Specialist support for activities and other aspects of recovery may be offered in a specific cardiac rehabilitation program
Aftercare varies by individual but may include follow-up tests such as blood tests, heart scans, and stress tests, which is heart monitoring during a treadmill exercise. Medication may include blood-thinning drugs.
Alternatives to open heart surgery
Alternatives to opening up the chest are now available. These can include the use of endoscope cameras and robots.
The treatment of narrowed coronary arteries can be done by minimally invasive cuts to the skin and the use of the da Vinci robot. This alternative is known as endoscopic coronary artery bypass surgery.
No advantage has been found in terms of effectiveness or safety across patients choosing open surgery over these alternatives. Both types of surgery still require similar time in hospital and care. The main difference is that less invasive surgery has a shorter recovery.
All forms of heart surgery come with risks. These risks include being under anesthetic, and chances of infection, organ damage, and stroke. Risks depend on the person, such as being higher in people who are less well.

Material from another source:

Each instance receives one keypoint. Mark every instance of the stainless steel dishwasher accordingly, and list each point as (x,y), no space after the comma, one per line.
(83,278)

Alternatives to open heart surgery include:
- Angioplasty – this places a stent inside the narrowed artery to widen it out
- Transcatheter aortic valve replacement – the new valve is inserted via a catheter and opens out once in place
- Aortic valve balloon valvuloplasty – a balloon is used to widen a valve
What to expect after the surgery?
Taking care of the patient is the most important part of the recovery. The incision site should be kept clean and dry. Keep it infection free by washing your hands before and after touching it. Utmost care should be taken if you plan to take a shower. Your shower should not extend more than 10 minutes and warm water should be used for the shower. Always check the site of incision for any sign of infection like redness, warmth, oozing from the site etc.
You may experience pain in the chest region, at the incision site, throat pain or muscle pain. Discuss with your doctor about pain management. Pain medication will be prescribed by your doctor to you. It is essential to follow the prescribed medication. You also need to relax and get enough sleep.